With a 100-word answer from each customer, you get much better insights into their decision-making process, emotions, motivations, and more. Of course, you may have already thought of some issues. How are you supposed to read 1,000 surveys when they all contain long answers? Also, it’s generally more expensive to collect qualitative data (and it requires more time too!).
Cheaper alternatives are entering the market, such as virtual focus groups, but these aren’t as effective as physically spending time around people. Thankfully, you’ll find technology today that can process qualitative data and pick up on trends, patterns, frequently used phrases, and other important points.
When collecting data, the best solution is often a balance between qualitative and quantitative data. Also, think about the outcome you’re trying to achieve before deciding whether it requires one or the other.
Common Data Collection Methods
With the addition of digital platforms and automation, the number of available data collection methods has increased dramatically over the years. Yet, this doesn’t mean that traditional methods are outdated. You can glean important insights from the following:
Focus Groups and Interviews
Firstly, there’s a reason why marketers still use interviews and focus groups…it works. Whether virtual or physical, you interact with people in real-time and can go off-script to generate more effective insights. As well as recording responses, you can also learn from body language. How do participants react? What is their overall feeling about the topic of discussion?
Naturally, organizing interviews and focus groups will require investment. Also, it’s difficult to scale unless you spend even more money.
Polls and Surveys
In truth, this is a simpler form of the first suggestion. Rather than interacting with people through interviews, you ask for their opinions using polls and surveys. As well as multiple-choice questions, you can also include leading questions to learn more.
Unfortunately, it’s difficult to get honest opinions sometimes because the questions naturally lean one way or the other. When done in a group, people also feel swayed by the opinions of others. If nine people say X, only the strongest-willed individuals will give Y as their answer.
Social Media
Moving into the digital world even further, tools like Trapica, Bilbi, and Hootsuite provide insights into the behavior of your audience on social media. What are people saying about your brand? What do they think of the industry? Furthermore, you can monitor trends and patterns in the market.

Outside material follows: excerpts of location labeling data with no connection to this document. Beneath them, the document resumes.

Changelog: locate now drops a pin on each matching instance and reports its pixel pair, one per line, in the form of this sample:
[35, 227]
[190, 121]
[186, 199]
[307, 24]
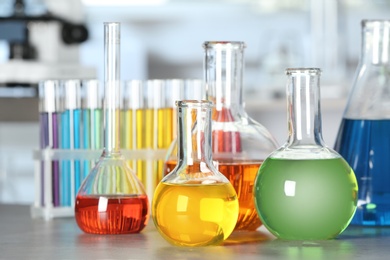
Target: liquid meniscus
[242, 176]
[111, 214]
[365, 145]
[195, 214]
[306, 199]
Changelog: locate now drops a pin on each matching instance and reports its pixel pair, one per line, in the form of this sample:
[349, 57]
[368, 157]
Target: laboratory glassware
[239, 143]
[49, 118]
[194, 205]
[111, 199]
[70, 134]
[305, 190]
[364, 138]
[92, 122]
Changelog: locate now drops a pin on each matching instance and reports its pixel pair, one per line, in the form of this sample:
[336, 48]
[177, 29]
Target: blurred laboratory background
[162, 39]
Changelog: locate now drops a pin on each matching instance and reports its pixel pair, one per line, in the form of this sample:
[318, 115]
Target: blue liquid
[365, 145]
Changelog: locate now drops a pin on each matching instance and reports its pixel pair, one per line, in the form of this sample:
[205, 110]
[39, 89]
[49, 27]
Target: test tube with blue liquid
[70, 139]
[49, 139]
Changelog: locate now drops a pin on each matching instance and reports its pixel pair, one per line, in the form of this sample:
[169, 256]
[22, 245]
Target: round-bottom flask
[194, 205]
[305, 190]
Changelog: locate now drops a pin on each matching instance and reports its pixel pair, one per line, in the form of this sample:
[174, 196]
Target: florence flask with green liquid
[305, 190]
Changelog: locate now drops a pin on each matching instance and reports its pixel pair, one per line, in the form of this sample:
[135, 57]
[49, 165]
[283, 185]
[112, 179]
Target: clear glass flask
[364, 138]
[304, 189]
[239, 144]
[194, 205]
[111, 200]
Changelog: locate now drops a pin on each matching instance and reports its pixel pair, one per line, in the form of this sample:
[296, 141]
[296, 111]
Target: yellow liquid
[195, 214]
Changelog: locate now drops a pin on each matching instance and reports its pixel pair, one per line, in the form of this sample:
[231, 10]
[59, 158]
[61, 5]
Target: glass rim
[313, 71]
[224, 44]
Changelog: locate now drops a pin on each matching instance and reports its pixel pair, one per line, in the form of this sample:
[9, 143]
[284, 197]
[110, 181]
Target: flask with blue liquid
[364, 137]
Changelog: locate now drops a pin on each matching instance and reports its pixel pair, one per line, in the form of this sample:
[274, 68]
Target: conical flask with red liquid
[111, 200]
[239, 144]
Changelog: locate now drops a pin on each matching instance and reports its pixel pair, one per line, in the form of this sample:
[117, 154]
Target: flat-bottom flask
[305, 190]
[111, 200]
[195, 205]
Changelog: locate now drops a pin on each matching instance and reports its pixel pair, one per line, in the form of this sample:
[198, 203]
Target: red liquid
[242, 176]
[112, 214]
[225, 141]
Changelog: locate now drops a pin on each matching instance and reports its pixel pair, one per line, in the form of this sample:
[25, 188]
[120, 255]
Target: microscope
[44, 45]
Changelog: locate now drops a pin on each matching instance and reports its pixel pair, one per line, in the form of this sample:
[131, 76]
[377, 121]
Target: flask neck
[375, 42]
[194, 128]
[303, 102]
[223, 68]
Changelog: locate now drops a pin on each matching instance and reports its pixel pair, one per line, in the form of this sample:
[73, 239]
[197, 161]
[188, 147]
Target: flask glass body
[194, 205]
[111, 200]
[363, 138]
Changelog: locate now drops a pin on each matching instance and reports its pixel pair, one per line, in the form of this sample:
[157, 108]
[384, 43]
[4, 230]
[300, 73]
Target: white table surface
[22, 237]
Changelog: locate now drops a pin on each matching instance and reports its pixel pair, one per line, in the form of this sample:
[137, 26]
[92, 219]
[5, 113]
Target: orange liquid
[242, 176]
[112, 214]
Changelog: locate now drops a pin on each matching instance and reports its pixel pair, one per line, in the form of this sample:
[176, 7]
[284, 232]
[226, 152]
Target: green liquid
[306, 199]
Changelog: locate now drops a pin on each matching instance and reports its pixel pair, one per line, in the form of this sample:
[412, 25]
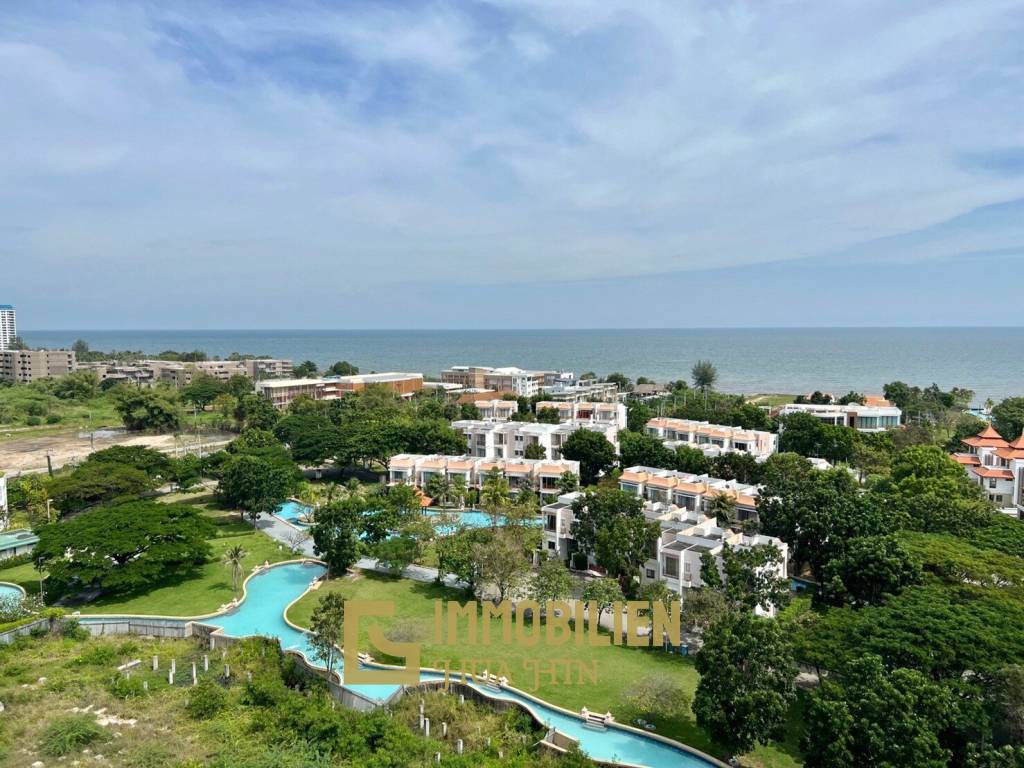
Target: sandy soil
[29, 454]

These days, social media monitoring is easier with the addition of machine learning and artificial intelligence. Within moments, you receive insights and suggested actions for your marketing strategy.

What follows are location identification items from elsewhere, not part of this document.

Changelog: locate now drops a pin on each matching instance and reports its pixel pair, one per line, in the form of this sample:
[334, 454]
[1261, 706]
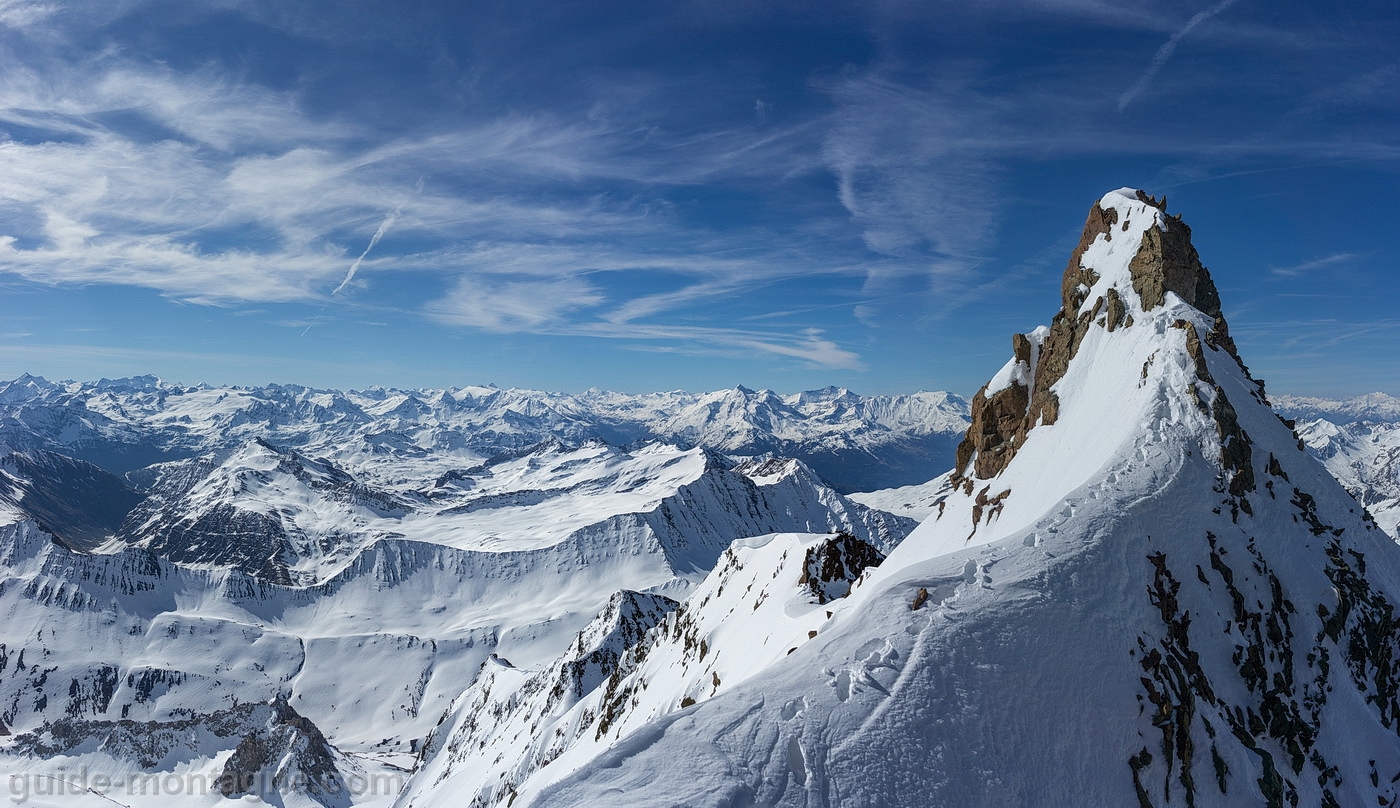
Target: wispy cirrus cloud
[1315, 265]
[1165, 52]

Transactional and Behavioral Data
Finally, other good sources of data come from behavioral and transactional sources. While the former analyses the behavior of people on your website or app, the latter collects data while leads become customers during the purchase process. You’ll learn about their favorite payment methods and other preferences as they purchase products from the brand.
With a customer data platform, it’s possible to keep data from all the sources above in the same place to prevent confusion and frustration!